しかし、エアポンプの音は気になるレベルです。マメスキマー3とエアポンプがセットになっていた商品を購入したのですが、付属のアデックス X101エアーポンプ は、エーハイム アクアコンパクト2004に比べるとかなり音が大きいです。
推奨されているアデックスX101 と同程度の性能がある水心SSPP 3S はamazonでの評価も高いですが、どうなのでしょうか?
音以外での使用後の不満点としては、
本体と汚水が流れる中部は結構汚れが目立つ
洗浄しづらい形状
汚水排出分の海水の補給
という点です。汚れについては乾燥式のプロテインスキマーと比べれば少ないのでしょうが1週間に1度洗浄しています。
しかし、マメスキマー本体もタンクも細長く洗いづらい形状です。仕方がないのでマメシリーズ専用の大・中・小・極小の4本セットのクリーニングブラシ を購入しました。ブラシを使うとスキマー本体の排出口など洗いづらいところの汚れも簡単にきれいにすることができます。
あとは、定期的に海水の補給が必要になることでしょうか。これもプロテインスキマーを使うのであれば仕方がないことなのかもしれませんが、1週間でコップ1杯程の補給が必要となります。
つまりメンテナンスは週に1度、洗浄と海水の補給ということになります。マメウッドストーン は1~2ヶ月で交換とありますが、泡が弱くなったら交換です。
最近の水槽事情
これが一旦完成したカクレクマノミとイソギンチャクの共生飼育をしている水槽レイアウトです。
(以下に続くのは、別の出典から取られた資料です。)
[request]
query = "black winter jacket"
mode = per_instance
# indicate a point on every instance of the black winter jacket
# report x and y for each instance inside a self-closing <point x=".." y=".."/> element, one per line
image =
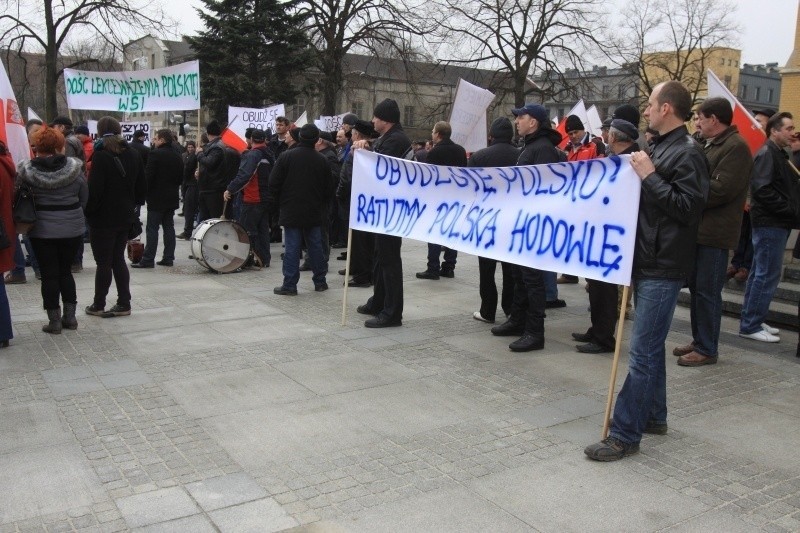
<point x="212" y="168"/>
<point x="497" y="154"/>
<point x="773" y="200"/>
<point x="112" y="195"/>
<point x="446" y="152"/>
<point x="164" y="174"/>
<point x="300" y="184"/>
<point x="541" y="147"/>
<point x="671" y="204"/>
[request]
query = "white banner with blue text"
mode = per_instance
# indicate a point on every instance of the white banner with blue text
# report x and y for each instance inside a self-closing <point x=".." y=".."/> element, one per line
<point x="174" y="88"/>
<point x="575" y="218"/>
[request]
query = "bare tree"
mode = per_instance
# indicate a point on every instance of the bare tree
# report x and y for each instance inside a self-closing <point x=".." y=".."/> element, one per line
<point x="49" y="25"/>
<point x="519" y="37"/>
<point x="338" y="27"/>
<point x="672" y="40"/>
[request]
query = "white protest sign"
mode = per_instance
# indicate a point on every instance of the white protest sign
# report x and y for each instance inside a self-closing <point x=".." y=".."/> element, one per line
<point x="127" y="130"/>
<point x="330" y="123"/>
<point x="594" y="120"/>
<point x="174" y="88"/>
<point x="577" y="218"/>
<point x="241" y="118"/>
<point x="468" y="117"/>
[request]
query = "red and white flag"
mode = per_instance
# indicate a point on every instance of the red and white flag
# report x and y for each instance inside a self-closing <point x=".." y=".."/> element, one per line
<point x="12" y="125"/>
<point x="749" y="128"/>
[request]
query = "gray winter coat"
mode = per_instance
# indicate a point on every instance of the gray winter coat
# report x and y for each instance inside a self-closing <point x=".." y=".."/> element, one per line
<point x="60" y="192"/>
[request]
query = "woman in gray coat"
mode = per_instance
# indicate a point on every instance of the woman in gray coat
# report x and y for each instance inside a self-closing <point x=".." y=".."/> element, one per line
<point x="60" y="194"/>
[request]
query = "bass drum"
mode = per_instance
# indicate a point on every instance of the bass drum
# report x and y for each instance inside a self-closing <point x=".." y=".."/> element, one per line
<point x="220" y="245"/>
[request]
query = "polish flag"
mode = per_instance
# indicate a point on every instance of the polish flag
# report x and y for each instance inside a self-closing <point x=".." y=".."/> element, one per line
<point x="12" y="125"/>
<point x="580" y="110"/>
<point x="749" y="128"/>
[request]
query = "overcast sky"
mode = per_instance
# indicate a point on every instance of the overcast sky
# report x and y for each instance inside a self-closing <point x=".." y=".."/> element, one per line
<point x="768" y="26"/>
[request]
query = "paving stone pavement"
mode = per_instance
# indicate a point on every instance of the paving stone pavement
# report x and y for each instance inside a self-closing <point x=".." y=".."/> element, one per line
<point x="219" y="406"/>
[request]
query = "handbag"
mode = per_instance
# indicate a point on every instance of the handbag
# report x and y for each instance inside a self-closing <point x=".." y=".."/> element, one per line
<point x="24" y="209"/>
イソギンチャクの光合成用LEDライト以外は右側に並べています。
奥からGEX ICオートヒーター DS65 、GEX フラットビーム オーロラ (ほとんど点灯してません)、エーハイム アクアコンパクト2004 、イーロカ PF-201 、マメデザイン マメスキマー3 、エヴァリス きっちり計れる水温計 となっています。